Description Tables and Heuristic Conversion
A description table in Theuth is the building block of textual conversions;
it is just an XML file describing the encoding used by an arbitrarily encoded
font or any other similar encoding system.
Font description tables do not tell something like "convert code X of font A into
code Y of font B", as they are designed for minimal effort, and a similar approach would
require you to create a table for each conversion (from A to B, from B to A, etc.).
Instead, a table just describes each font code into entities: for instance, you
describe Unicode +03AC as Greek letter alpha (a 'segmental' entity) + acute accent
(a 'suprasegmental' entity, essentially a diacritic). Now say we have another encoding,
for instance the one corresponding to the SuperGreek font, defining code 97 as alpha
and code 118 as acute accent (a zero-width character superposed to the previous character);
Theuth will be able to convert between the two in both directions:
- Unicode to SuperGreek: when Theuth finds Unicode +03AC it first decomposes
it into its entities according to its description table for Unicode, thus getting
alpha and acute accent; then it looks in the target font description
table (here SuperGreek) for the best character(s) representing the same entities: it
does not find a precombined character, so it just collects the one representing alpha
(97) and the one representing acute accent (118). Thus, it effectively converts
code 940 (Unicode alpha + acute) into codes 97, 118 (SuperGreek alpha and acute).
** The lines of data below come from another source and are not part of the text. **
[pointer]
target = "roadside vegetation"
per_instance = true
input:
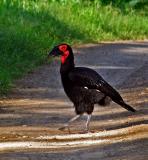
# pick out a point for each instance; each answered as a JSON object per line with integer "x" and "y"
{"x": 29, "y": 28}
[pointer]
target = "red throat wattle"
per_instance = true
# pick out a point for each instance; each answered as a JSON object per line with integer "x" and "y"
{"x": 63, "y": 48}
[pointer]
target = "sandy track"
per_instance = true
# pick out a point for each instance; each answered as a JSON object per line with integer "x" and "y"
{"x": 37, "y": 106}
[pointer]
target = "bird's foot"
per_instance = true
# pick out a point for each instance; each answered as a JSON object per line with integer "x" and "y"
{"x": 64, "y": 127}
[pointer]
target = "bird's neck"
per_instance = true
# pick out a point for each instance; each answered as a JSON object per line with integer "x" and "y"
{"x": 68, "y": 65}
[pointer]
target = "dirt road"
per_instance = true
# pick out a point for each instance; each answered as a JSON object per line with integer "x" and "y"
{"x": 31, "y": 115}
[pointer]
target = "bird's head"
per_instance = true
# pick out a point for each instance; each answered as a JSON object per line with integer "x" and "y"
{"x": 62, "y": 50}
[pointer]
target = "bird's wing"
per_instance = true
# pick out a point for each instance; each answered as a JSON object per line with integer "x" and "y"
{"x": 84, "y": 77}
{"x": 89, "y": 78}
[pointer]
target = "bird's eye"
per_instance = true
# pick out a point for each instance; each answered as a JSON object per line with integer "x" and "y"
{"x": 63, "y": 48}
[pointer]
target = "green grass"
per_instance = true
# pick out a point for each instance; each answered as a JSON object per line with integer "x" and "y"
{"x": 29, "y": 28}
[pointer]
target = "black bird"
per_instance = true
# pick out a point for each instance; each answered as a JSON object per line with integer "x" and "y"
{"x": 84, "y": 86}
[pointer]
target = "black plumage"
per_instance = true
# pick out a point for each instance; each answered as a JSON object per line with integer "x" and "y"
{"x": 84, "y": 86}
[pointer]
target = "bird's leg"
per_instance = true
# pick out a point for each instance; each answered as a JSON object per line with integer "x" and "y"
{"x": 87, "y": 122}
{"x": 68, "y": 123}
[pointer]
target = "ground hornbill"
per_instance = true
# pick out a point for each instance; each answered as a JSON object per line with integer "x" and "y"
{"x": 84, "y": 86}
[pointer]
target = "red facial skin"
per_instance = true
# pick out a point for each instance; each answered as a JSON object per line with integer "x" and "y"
{"x": 63, "y": 48}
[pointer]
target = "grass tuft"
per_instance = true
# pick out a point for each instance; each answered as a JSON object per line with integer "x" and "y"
{"x": 29, "y": 28}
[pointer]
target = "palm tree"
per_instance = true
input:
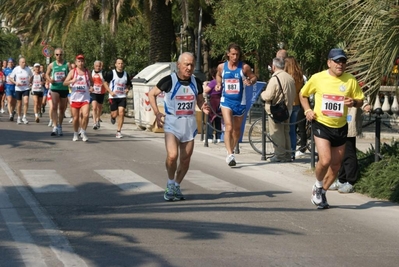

Notice that in this approach we do not have a conversion table telling us to convert
940 into 97 + 118, but two independent tables which just describe each character of
both encodings: it is the converter software which finds out the best conversion for
each specific case.
- SuperGreek to Unicode: when Theuth finds codes 97 and 118 it knows it must
grab them together as 118 is a 'superposable entity' (a diacritic): it thus decomposes
both into entities getting alpha from 97 and acute accent from 118,
and then looks into Unicode description table for the best match. It finds 2 matches,
the precomposed +03AC and its equivalent sequence +03B1 +0301, and opts for the former.
Thus, SuperGreek codes 97, 118 become Unicode 940.
In both samples the same entity, alpha + acute accent, is converted into its proper encoding.
It may also be the case that not all the entities match: for instance a font A may have a
precomposed code for alpha + acute + short, a font B may have
a precomposed code only for alpha + acute but a superposable character
code for short; a font C may only have codes for alpha and acute.
In any case the converter will find the best match so that even in the worst case (from A to C)
the conversion will produce a partial match rather than losing the original character at all
(alpha + acute + short becomes alpha + acute
and only short rather than losing the whole set of entities).